Pitfalls of Adding Vestibular Services – Part III

Alan Desmond
October 2, 2011

Fraud and abuse in vestibular function testing

Last week we discussed some of the factors that have led to such dramatic and unsustainable reductions in reimbursement for vestibular function tests. These include professional turf battles, federal deficits and Medicare’s reaction to past fraud and abuse. This week we take a closer look at the fraud and abuse issue.

For those of us doing rotational chair testing, the issue of fraud and abuse has created a spiraling effect of incorrect over-utilization of the rotational chair code. Around 2002, manufacturers and distributors  heavily promoted a relatively low cost Active Head Rotation (AHR) test  that  technically fell under the descriptor for 92546 (sinusoidal vertical axis rotation), although this was never the intended use for this code.  Despite the fact that in 2005, the AMA issued a statement clarifying that the 92546 code should not be used for AHR testing, it seems that this statement is largely unknown or ignored.  In fact, in 2007, the primary providers of this code, intended solely for rotational chair, were internal medicine and family practice physicians.  Does anyone know of a rotational chair in a family practice setting?

Utilization of this code increased by 1400 percent over a ten year period, mostly based on the fact that these primary care physicians performing AHR had been instructed by equipment sales people that they should bill several units of 92546 for each AHR exam.  In 2007, Medicare issued a correct coding initiative limiting billing to one unit per day.

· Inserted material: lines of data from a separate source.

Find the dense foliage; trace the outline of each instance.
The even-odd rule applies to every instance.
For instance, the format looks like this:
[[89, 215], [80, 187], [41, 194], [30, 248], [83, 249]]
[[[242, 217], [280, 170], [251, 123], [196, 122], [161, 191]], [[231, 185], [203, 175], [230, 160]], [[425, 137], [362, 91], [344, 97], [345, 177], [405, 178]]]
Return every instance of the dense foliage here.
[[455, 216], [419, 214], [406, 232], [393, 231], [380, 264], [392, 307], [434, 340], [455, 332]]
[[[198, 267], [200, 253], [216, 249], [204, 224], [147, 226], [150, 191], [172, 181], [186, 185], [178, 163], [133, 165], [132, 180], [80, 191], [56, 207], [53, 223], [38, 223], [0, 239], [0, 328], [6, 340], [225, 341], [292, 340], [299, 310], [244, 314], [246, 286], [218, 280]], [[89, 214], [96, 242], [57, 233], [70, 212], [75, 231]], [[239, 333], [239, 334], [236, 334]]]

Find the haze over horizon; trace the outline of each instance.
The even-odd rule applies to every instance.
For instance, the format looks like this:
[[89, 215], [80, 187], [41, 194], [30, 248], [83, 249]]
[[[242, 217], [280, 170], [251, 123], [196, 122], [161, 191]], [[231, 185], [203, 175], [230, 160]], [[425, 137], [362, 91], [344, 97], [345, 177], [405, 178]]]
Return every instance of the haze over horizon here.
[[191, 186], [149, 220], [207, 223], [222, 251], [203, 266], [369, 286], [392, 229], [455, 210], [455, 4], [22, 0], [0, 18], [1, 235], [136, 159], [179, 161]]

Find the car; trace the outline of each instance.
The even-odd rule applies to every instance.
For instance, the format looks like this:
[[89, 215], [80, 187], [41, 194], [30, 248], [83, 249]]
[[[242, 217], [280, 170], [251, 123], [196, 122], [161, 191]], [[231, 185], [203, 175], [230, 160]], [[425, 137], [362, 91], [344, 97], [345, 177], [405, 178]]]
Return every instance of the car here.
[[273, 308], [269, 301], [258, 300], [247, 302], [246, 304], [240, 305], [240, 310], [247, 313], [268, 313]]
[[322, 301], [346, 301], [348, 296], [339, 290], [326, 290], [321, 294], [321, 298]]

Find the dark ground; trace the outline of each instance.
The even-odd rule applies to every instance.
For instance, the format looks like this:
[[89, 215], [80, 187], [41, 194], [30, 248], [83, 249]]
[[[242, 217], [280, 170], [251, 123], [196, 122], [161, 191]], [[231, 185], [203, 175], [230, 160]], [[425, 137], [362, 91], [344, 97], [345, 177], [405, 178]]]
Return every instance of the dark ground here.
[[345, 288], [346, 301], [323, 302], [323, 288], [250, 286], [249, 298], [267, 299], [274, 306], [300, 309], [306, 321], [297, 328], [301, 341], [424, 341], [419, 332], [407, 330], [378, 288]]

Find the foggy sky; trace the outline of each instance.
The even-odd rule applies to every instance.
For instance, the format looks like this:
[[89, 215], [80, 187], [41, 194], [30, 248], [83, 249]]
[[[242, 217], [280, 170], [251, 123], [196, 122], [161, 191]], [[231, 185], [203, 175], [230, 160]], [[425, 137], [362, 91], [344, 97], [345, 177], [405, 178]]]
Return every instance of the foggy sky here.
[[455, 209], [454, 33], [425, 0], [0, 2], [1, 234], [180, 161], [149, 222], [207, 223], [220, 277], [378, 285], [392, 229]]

This resulted in a 75% reduction in payment for true rotational chair, the most sensitive vestibular test available.  Since the rotational chair equipment is quite expensive, this reduction will likely reduce availability of rotational chair testing, and reduce accuracy of vestibular diagnosis.

Another vestibular code that has taken a sizable hit in the last several years is 92547 – Use of vertical electrodes (List separately in addition to code for primary procedure)

This code has been all over the place in the past few years.  92547 is an add-on code, meaning it can’t be billed independently, but must be attached to one of the other vestibular codes.  For example, if you did the spontaneous nystagmus test (92541), AND you used electrodes to record the eye movement, you would bill 92541, plus one unit of 92547.  You can add one unit of 92547 to each test performed that used electrodes for recording eye movement.  In the past, a typical test battery includes one unit of 92541, 92542, 92544, 92545, and four units of 92543, so you could bill 92547 time 8 units.

In 2003, you got more for applying 2 electrodes than you did for the entire rest of the ENG battery.  Consider that at 8 units of 92547 (at approximately $45 per unit) you could bill an additional $360 per test battery if you used ENG (as opposed to VNG) recordings.  Of course, this triggered much abuse (just because you could doesn’t mean you should), and Medicare’s reaction was to reduce the value so much there was no longer a financial incentive to abuse it.  In 2005, Medicare recognized the potential for, and occurrences of, fraud.  Since the process of revaluing a code takes time, Medicare’s response was to limit the use of 92547 to just one unit per day. After the code was revalued down to about 5 dollars, 92547 was again allowed to be billed in multiple units along with other electrode based vestibular tests.  Keep in mind that because of the new bundled code, four of the individual codes have now been combined into one code.  You may only add 92547 one time to each code used, essentially eliminating the billing of vertical electrode use for three of the four codes in the bundle.  The end result of the bundling and devaluation is that instead of $180 billable for the four codes, we are now down to about $5.

So, Medicare’s response to obvious incorrect billing and overbilling was to reduce payment.  That may well deter those committing fraud, but what about those of us committed to providing comprehensive vestibular evaluation? What about our patients who need the services offered by a specialty balance clinic?  I wish I knew the answer to those questions.